How Reliable Is This Field Camera?
Here’s another example of broken promises, since the Simmons Whitetail Trail Camera claims to be weatherproof. A few months after placing this trail camera, we experienced some pretty heavy rainfall. When I checked the camera the next day, I found it was full of water and wouldn’t power on anymore. Simmons does provide a two-year limited warranty that covered replacing the field camera, but you have to ship the product back to them on your own dime and provide a $10.00 check or money order to cover postage and handling for getting the camera back.
What Is the Image Quality Like?
The Simmons Whitetail Trail Camera has a 6MP camera sensor, and takes quite excellent pictures. Daytime images are crisp and clear with plenty of contrast, and the camera focuses precisely during the slow trigger time. That might be a benefit to the 1.2 second trigger time, but it also means you’ll really only get good shots of animals that are standing still.
This trail camera features 18 low glow LEDs for infrared night vision, with a range of around 40 feet. The images the camera captures at night are excellent, with plenty of detail and good contrast. Each image is stamped with the date, time, and moon phase, but the camera unfortunately cannot embed any GPS geotagging information into the image.
What Picture-Taking Modes Does This Camera Offer?
With its budget-friendly price point, I was not expecting too much variety in the picture-taking modes for this camera. The Simmons Whitetail Trail Camera is a fairly simple trail camera, offering just still shots and video recording capabilities. There is a “burst mode” that will take three photos at a time, though. You can set the quality of the images to either 5MP or 6MP, depending on how many pictures you want to be able to store on the SD card. Video is fairly poor quality, with a resolution of just 640×480, but it does shoot 30 frames per second.
How Many Pictures Can the Simmons Whitetail Trail Camera Store?
Simmons does not ship the Whitetail Trail Camera with an SD card, unfortunately, so you’ll have to buy your own. How many pictures or videos you can store depends entirely on the size of SD card you insert and the quality of the pictures. The Simmons Whitetail Trail Camera only supports up to 32GB SD cards, so I recommend maxing it out and putting in a 32GB card. If you’re using 5MP mode, you should find that you only have to download the images once a week or so with a card that size, but shooting video will fill up the card much faster.
How Is the Battery Life?
I was very disappointed in the battery life of this trail camera. My Bushnell Trophy Cam HD can operate for up to a year on a single set of lithium batteries, but the Simmons Whitetail Trail Camera gets much less time out of a set of batteries. Advertised battery life is 6 months, but I got more like 4 and a half months out of the first set of Energizer lithium batteries I used. Maybe I have more game on my property than average, but I still wish the battery life was better.
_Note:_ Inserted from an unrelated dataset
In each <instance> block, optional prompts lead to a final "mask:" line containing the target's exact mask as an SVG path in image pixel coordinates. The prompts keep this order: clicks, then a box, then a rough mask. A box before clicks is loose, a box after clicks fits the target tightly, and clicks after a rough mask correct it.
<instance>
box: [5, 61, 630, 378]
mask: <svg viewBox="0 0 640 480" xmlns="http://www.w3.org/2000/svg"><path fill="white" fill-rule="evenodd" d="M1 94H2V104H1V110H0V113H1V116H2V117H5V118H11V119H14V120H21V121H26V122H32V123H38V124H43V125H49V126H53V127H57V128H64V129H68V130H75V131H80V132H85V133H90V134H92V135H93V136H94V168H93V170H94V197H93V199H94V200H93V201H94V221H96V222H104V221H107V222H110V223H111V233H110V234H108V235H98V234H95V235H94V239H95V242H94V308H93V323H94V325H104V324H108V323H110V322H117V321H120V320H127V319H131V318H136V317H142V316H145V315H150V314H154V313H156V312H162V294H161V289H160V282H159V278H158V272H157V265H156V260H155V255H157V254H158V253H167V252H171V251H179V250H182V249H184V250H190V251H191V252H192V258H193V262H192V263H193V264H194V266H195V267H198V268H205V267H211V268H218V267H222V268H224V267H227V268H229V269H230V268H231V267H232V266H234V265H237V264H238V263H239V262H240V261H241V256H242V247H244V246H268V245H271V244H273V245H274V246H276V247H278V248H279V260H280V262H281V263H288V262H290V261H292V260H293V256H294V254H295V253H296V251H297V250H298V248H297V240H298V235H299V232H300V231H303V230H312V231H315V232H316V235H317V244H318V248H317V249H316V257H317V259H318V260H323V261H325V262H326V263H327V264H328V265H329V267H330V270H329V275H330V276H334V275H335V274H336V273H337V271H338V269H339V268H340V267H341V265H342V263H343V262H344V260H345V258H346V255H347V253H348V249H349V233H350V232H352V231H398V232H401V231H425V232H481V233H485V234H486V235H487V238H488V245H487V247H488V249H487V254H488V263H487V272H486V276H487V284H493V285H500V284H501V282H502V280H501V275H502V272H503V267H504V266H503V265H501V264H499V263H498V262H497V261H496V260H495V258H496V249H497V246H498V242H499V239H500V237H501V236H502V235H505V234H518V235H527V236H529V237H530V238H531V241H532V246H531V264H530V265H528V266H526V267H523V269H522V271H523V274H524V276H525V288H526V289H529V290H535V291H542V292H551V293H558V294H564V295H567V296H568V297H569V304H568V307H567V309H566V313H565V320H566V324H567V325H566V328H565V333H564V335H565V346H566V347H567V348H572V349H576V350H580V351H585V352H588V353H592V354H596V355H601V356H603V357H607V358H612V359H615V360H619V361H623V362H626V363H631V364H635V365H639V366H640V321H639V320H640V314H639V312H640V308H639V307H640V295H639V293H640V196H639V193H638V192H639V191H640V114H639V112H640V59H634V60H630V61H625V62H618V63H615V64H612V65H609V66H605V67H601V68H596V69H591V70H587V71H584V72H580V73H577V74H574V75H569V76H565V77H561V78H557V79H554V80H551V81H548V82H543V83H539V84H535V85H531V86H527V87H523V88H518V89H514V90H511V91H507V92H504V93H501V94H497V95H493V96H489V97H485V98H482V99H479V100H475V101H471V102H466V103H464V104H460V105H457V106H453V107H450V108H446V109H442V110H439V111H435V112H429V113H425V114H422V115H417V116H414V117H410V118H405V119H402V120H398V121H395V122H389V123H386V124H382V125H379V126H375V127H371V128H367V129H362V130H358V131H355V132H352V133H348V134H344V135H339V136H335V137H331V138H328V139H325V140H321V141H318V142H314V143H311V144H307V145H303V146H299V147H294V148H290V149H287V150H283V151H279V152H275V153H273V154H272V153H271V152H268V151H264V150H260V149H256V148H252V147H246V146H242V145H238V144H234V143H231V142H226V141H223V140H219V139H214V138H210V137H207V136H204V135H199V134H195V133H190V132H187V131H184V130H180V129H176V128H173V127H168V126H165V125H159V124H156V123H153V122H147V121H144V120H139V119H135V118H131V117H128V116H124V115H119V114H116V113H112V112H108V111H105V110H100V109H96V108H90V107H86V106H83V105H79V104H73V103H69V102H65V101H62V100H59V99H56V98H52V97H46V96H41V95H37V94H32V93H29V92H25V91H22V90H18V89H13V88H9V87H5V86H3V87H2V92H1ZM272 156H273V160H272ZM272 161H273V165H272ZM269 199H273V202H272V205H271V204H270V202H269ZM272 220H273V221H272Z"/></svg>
Is This Field Camera Easy To Use?
The Simmons Whitetail Trail Camera is very easy to use, and the instruction manual is well-written and comprehensive about all of the features of the camera. The menu is intuitive and easy to follow, and Simmons offers a couple of ways to review and download your images. The easiest method is probably to pull out the SD card and download the images to a laptop computer, but you can also access the camera like a media storage device using the USB port on the side of the camera. There is no USB cable included with the camera, though, so you will need a cable that has a Mini-B USB connector, similar to that used for other cameras and smartphones, on one end and the standard USB plug on the other end.
Mounting the trail camera is quite easy, and Simmons has placed a convenient tripod socket on the bottom of the camera. You also get an adjustable web strap for securing the camera to a tree trunk, and the field camera housing includes a padlock hole for an extra layer of security.